In [3]:
import numpy as np
import matplotlib.pyplot as plt
import pandas as pd
from sklearn import linear_model, datasets

In [4]:
# import some data to play with
iris = datasets.load_iris()
df = pd.DataFrame(np.c_[iris.data, iris.target], columns = ["Sepal Length", "Sepal Width", "Petal Length", "Petal Width", "Class"])


data = np.c_[iris.data[:, :2], iris.target] # we only take the first two features.
np.random.shuffle(data)

test_training_split = 0.7

X = data[:, :2]  # we only take the first two features.
y = data[:, 2:]

X_training = X[:int(X.shape[0]*test_training_split),:]
y_training = y[:int(y.shape[0]*test_training_split)]

X_testing = X[int(X.shape[0]*test_training_split):,:]
y_testing = y[int(y.shape[0]*test_training_split):]

classes: 
- Iris Setosa 
- Iris Versicolour 
- Iris Virginica

## We should now take a look at our data to make sure everything looks okay

In [5]:
print(y_testing)
print(y_testing.ravel())
print(y_testing.shape)

[[ 0.]
 [ 1.]
 [ 2.]
 [ 2.]
 [ 2.]
 [ 2.]
 [ 2.]
 [ 2.]
 [ 1.]
 [ 1.]
 [ 2.]
 [ 1.]
 [ 2.]
 [ 0.]
 [ 0.]
 [ 0.]
 [ 2.]
 [ 1.]
 [ 0.]
 [ 2.]
 [ 2.]
 [ 2.]
 [ 1.]
 [ 2.]
 [ 0.]
 [ 1.]
 [ 2.]
 [ 0.]
 [ 2.]
 [ 0.]
 [ 0.]
 [ 0.]
 [ 0.]
 [ 2.]
 [ 1.]
 [ 2.]
 [ 2.]
 [ 0.]
 [ 2.]
 [ 1.]
 [ 0.]
 [ 0.]
 [ 2.]
 [ 0.]
 [ 1.]]
[ 0.  1.  2.  2.  2.  2.  2.  2.  1.  1.  2.  1.  2.  0.  0.  0.  2.  1.
  0.  2.  2.  2.  1.  2.  0.  1.  2.  0.  2.  0.  0.  0.  0.  2.  1.  2.
  2.  0.  2.  1.  0.  0.  2.  0.  1.]
(45, 1)


### Initializing our logistic regression function imported from sklearn

In [6]:
logreg = linear_model.LogisticRegression()

In [7]:
# We use the initialized function and fit the data.
logreg.fit(X_training, y_training.ravel())

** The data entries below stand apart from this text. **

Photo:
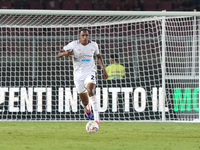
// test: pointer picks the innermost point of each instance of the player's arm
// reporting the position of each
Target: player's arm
(67, 53)
(100, 61)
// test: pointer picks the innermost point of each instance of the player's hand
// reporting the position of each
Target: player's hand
(105, 75)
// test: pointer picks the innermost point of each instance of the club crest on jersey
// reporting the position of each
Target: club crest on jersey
(80, 55)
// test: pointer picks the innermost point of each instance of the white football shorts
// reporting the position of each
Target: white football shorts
(82, 83)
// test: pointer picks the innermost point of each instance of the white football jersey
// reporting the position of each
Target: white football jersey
(83, 59)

LogisticRegression(C=1.0, class_weight=None, dual=False, fit_intercept=True,
          intercept_scaling=1, max_iter=100, multi_class='ovr', n_jobs=1,
          penalty='l2', random_state=None, solver='liblinear', tol=0.0001,
          verbose=0, warm_start=False)

In [8]:
Z = logreg.predict(X_testing)

In [9]:
def classification_rate(y, Z):
    num_right = 0
    for i in range(len(Z)):
        if y[i] == Z[i]:
            num_right = num_right + 1
    return num_right/Z.shape[0]

In [10]:
classification_rate(y_testing.ravel(), Z)

0.7111111111111111

# Well this isn't that great now is it?
## What comes next?

Let's begin implementing k-fold cross validation training and see what our output is

In [15]:
from sklearn import metrics, model_selection
from sklearn.linear_model import LogisticRegression

In [16]:
Z_cross_validation = model_selection.cross_val_predict(LogisticRegression(), X, y.ravel(), cv=10)

print(model_selection.cross_val_score(LogisticRegression(), X, y.ravel()))

[ 0.80392157  0.66666667  0.77083333]


In [17]:
classification_rate(y.ravel(), Z_cross_validation)

0.7533333333333333

# This is not that much better
#### There are many different classification algorithms sklearn has available to utilize in a much similar way to what was shown above. If you're interested, try playing around with the following:
1. SVM
2. Naive Bayes
3. Decision Trees
4. Random Forests
5. Neural Networks